The alarmingly young Lawrence brothers have been an increasingly popular presence on the dance scene since 2010, when they emerged from East London with an innate understanding of the dynamics of house music and the low-end power of drum and bass.
Their obvious talent has led them to work with some big names in the last three years, among them Everything Everything, Emile Sande and Janet Jackson, for whom they provided remixes, as well as creating their own tracks which have been met by great acclaim, and in recent months, high chart placings heretofore unknown to most dance acts.
That success is an illustration of how well Disclosure construct their music for maximum floor-filling potential and crossover appeal.
It’s a record that calls back to the best moments of house music in the last 20 years while making something fresh and vital.
Equally important to its success is the sublime way that the tracks are sequenced – harking back to a time when acts paid attention to the way that one track followed another to maintain a vibe or create a unified whole of a record that made it an event, as opposed to a collection of filler around some slightly better tracks, as many albums released these days seem to be.

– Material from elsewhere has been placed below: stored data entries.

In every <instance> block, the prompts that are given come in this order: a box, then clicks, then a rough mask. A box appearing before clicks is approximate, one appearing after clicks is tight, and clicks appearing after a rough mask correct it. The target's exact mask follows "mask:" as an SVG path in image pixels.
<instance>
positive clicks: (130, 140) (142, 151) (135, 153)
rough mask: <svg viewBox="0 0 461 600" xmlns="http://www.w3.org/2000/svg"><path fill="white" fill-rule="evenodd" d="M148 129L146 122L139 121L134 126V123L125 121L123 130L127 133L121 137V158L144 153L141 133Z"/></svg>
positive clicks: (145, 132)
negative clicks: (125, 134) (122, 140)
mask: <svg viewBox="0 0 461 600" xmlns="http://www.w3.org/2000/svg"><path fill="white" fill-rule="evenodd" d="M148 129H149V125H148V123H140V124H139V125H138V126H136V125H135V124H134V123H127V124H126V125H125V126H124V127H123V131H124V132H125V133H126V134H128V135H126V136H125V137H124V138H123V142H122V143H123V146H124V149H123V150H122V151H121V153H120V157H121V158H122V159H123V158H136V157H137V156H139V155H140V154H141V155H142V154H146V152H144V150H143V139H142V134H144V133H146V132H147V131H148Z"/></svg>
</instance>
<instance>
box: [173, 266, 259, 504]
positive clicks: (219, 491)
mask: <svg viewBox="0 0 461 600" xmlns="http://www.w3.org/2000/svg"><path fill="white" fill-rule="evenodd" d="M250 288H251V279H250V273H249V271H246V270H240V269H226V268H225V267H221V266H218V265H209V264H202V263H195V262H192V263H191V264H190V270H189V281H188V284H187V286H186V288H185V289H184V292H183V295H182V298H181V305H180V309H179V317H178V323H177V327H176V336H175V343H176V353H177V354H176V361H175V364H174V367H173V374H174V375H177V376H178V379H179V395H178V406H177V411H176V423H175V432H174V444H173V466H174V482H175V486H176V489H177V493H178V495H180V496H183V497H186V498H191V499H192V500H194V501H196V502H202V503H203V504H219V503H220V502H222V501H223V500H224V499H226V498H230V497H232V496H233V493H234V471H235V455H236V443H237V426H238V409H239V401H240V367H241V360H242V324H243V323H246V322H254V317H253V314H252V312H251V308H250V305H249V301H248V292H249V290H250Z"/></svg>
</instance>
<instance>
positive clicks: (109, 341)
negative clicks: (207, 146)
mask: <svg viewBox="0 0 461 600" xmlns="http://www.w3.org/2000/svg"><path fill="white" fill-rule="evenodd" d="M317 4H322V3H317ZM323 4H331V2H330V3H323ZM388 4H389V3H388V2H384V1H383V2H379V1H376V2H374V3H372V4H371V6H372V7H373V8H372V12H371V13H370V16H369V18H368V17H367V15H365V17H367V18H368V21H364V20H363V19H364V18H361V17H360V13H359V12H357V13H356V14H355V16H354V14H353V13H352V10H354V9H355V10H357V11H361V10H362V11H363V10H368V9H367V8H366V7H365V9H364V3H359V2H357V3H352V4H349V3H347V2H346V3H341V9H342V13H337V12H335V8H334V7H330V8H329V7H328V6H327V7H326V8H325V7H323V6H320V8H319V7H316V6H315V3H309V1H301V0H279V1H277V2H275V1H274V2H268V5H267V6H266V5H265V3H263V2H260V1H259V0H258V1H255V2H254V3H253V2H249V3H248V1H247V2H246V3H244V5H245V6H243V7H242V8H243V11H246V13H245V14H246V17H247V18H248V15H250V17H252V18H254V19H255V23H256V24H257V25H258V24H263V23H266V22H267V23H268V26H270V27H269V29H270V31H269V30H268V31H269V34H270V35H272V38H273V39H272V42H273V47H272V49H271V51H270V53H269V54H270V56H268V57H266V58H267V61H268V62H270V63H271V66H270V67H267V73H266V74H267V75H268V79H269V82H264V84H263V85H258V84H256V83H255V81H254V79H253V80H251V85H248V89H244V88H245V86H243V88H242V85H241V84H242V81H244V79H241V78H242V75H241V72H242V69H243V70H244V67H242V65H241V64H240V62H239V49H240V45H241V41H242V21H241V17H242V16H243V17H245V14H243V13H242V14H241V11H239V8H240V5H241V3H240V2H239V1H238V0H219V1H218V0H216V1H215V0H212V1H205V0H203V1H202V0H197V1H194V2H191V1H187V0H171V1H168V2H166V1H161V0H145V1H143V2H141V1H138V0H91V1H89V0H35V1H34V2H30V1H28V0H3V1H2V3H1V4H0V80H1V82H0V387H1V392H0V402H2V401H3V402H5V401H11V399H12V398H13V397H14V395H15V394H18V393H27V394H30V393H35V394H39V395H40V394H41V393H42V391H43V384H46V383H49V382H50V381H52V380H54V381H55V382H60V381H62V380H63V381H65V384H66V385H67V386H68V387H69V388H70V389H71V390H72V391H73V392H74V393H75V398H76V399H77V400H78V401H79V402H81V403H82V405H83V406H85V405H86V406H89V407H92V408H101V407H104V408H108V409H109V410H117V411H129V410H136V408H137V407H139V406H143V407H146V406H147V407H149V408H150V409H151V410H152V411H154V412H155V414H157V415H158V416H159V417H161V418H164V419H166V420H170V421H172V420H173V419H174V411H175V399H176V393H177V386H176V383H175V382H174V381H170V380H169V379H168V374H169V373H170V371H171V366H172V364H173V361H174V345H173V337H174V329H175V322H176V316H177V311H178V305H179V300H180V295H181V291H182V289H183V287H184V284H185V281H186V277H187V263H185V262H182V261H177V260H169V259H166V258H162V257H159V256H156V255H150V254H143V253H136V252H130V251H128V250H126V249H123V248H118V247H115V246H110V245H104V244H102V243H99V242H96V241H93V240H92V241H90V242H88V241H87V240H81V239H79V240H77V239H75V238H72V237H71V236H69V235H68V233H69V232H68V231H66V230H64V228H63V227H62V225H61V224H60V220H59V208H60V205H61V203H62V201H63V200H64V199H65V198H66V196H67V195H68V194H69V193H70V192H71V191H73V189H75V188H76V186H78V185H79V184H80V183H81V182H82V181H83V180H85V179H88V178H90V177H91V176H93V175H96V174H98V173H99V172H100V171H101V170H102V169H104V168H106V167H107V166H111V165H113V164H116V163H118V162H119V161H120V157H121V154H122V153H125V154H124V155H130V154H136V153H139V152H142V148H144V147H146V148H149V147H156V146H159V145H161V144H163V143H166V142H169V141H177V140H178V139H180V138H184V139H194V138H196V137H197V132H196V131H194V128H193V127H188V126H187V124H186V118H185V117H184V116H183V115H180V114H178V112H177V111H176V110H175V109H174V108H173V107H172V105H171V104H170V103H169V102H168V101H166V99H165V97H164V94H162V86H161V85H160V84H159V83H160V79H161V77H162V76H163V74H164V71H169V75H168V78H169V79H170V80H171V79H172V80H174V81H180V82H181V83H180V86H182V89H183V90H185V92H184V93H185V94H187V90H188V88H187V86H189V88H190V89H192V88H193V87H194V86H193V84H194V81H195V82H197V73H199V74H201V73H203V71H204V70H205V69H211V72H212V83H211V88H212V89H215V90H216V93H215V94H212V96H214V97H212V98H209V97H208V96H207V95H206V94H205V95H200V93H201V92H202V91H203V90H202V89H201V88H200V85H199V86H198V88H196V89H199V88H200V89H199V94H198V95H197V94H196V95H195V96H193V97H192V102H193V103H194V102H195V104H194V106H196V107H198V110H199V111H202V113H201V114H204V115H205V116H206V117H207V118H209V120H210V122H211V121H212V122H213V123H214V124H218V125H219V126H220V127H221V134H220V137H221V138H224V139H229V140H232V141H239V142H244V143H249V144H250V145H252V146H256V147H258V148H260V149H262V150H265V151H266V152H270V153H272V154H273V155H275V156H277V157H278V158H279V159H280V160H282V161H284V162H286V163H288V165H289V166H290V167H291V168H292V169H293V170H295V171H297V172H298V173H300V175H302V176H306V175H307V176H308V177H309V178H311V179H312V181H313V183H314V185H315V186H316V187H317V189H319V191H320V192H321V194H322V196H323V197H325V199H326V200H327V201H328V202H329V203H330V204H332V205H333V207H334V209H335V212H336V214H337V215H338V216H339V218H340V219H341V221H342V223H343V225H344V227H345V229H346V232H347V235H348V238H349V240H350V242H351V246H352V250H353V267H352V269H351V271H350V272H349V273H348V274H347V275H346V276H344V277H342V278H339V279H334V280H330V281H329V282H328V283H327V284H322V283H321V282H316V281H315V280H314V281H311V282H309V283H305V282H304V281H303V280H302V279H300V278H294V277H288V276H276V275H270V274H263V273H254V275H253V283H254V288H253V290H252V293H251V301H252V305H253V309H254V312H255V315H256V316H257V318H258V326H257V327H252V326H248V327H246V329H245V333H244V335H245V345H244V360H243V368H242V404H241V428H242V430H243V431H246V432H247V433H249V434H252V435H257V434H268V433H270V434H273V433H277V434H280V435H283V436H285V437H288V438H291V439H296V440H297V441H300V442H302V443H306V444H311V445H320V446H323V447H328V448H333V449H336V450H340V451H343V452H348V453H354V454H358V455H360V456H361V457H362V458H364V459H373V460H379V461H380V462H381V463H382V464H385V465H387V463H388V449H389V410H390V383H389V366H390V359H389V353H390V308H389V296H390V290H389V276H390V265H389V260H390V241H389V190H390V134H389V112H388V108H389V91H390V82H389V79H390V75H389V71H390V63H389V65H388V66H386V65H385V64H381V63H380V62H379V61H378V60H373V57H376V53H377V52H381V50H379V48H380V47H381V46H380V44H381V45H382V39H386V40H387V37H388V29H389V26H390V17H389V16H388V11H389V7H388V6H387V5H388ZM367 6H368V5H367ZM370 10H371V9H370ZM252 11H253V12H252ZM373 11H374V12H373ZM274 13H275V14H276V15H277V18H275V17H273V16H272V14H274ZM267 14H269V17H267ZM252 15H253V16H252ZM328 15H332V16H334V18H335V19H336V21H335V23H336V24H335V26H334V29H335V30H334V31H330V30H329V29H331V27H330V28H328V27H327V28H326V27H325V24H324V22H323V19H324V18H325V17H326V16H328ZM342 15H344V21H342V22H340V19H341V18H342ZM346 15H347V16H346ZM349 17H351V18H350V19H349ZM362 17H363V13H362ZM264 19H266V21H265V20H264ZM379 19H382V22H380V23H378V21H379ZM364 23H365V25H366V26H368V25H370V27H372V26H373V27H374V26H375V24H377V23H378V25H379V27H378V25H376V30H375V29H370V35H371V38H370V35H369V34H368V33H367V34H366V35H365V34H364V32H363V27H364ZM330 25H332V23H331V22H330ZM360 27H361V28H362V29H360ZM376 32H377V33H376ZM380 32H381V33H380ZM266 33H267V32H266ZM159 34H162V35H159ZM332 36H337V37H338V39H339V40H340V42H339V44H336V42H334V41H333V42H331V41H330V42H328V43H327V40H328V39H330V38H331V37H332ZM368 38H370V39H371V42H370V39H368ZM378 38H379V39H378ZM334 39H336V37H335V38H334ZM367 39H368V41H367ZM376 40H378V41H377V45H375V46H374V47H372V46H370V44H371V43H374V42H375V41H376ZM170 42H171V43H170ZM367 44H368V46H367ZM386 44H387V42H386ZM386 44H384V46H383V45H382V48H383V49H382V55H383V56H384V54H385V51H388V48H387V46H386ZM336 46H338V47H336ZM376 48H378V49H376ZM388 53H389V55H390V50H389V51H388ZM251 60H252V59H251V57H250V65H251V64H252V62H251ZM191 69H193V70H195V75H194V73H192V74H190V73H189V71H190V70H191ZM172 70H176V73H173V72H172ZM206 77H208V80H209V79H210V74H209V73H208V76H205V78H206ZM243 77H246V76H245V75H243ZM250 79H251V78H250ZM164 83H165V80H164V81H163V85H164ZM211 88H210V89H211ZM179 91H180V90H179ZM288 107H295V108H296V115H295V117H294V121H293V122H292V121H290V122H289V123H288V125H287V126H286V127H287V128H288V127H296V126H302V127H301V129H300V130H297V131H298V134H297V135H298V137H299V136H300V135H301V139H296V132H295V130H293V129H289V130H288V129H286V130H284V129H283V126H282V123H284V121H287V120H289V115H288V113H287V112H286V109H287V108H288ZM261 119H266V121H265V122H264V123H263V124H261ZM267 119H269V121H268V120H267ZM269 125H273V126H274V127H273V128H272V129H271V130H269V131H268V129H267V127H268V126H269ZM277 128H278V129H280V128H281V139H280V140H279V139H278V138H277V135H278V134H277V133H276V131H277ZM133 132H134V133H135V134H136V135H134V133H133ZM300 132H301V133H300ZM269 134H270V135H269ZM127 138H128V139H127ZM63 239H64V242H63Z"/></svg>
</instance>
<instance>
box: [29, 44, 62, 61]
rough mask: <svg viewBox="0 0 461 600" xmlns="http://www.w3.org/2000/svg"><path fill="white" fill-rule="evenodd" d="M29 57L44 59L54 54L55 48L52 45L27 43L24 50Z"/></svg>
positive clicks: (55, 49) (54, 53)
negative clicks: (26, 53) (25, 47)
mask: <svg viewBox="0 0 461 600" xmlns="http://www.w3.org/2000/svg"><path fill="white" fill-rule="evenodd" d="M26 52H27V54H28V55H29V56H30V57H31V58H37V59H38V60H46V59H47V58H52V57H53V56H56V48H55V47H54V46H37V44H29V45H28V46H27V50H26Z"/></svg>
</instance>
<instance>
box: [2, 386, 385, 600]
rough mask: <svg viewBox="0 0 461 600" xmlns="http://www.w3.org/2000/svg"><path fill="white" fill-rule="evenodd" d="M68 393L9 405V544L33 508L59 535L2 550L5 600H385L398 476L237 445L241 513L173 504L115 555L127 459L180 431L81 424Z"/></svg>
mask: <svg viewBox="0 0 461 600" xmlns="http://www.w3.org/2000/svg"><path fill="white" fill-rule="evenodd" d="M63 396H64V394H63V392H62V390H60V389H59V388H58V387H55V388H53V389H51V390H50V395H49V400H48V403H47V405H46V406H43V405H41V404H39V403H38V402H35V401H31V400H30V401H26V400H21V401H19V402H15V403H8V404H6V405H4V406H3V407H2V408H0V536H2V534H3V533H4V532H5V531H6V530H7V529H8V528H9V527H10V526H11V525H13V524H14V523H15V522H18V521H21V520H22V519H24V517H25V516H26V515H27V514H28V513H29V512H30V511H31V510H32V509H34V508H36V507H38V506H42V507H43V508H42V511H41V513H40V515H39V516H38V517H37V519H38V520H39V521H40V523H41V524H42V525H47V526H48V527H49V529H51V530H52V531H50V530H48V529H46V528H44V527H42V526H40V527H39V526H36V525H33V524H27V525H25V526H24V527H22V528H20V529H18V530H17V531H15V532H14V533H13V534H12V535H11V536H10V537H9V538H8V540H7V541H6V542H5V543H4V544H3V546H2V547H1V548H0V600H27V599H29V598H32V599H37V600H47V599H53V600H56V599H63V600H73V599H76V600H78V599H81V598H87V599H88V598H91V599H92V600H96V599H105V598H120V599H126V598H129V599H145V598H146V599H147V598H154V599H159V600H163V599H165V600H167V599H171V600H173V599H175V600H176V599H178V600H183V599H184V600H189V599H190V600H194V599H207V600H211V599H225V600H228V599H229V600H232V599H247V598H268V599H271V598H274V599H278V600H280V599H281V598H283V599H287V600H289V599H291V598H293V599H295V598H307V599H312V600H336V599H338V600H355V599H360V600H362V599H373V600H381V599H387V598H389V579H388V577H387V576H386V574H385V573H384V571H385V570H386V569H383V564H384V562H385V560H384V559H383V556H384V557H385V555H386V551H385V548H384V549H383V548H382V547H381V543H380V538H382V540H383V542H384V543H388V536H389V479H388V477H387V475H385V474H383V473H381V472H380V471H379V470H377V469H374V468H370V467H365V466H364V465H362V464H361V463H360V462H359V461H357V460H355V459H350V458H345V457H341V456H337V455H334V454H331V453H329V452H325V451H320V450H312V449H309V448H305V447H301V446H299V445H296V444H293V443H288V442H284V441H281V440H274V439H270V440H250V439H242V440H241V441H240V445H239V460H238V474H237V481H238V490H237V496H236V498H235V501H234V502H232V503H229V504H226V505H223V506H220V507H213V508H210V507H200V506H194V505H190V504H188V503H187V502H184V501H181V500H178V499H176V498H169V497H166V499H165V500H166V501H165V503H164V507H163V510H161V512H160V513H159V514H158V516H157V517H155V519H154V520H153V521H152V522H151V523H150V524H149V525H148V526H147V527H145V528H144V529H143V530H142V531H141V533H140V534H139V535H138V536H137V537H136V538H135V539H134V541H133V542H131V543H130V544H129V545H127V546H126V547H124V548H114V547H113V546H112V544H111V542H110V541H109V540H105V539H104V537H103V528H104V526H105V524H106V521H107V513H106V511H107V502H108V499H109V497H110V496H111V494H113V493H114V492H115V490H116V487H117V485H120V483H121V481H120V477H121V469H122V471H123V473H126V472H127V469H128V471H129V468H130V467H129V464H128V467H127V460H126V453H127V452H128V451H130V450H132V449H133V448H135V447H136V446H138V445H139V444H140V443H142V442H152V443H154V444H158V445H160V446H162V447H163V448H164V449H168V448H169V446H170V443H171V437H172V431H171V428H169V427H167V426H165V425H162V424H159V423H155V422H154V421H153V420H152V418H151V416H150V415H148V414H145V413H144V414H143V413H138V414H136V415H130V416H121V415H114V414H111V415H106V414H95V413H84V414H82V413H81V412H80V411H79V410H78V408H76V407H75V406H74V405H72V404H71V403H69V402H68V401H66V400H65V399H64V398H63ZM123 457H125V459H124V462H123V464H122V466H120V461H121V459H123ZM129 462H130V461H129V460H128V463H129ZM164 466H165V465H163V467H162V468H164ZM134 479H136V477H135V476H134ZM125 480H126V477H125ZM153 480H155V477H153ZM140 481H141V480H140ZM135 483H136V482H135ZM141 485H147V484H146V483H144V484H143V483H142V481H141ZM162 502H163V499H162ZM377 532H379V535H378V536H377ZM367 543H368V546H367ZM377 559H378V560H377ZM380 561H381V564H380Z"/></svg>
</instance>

Coming so close on the heels of Daft Punk’s latest release, you can draw a clear delineation. Random Access Memories is Guy-Man and Thomas’ love letter to 70s dance and disco, but Disclosure’s debut is a declaration that has its sights set firmly on the future, and that is what makes it so inspired and inspiring.
The sublime You And Me featuring Eliza Doolittle, the chart conquering White Noise with Aluna George, and the shiny Latch with Sam Smith are examples of what Disclosure do best — remarkable productions with genuine ebb and flow, strong vocal lines and melodies and basslines to kill for.
But these lead tracks are only a small part of the story – the remainder of an almost perfect hour of music is, if you’ll forgive the pun, entrancing, a masterclass in house music mixed with grime and garage tropes creating something utterly fresh.
Come the end-of-year lists, Settle will be marked out as one of the best albums of the year, without question.
It’s ability to transcend its genre, dropping tracks that will appeal equally to pop fans and dance heads alike will make it ubiquitoucity. Disclosure capture the sound of the city in summer, the sound of summer nights, and the sound of things to come.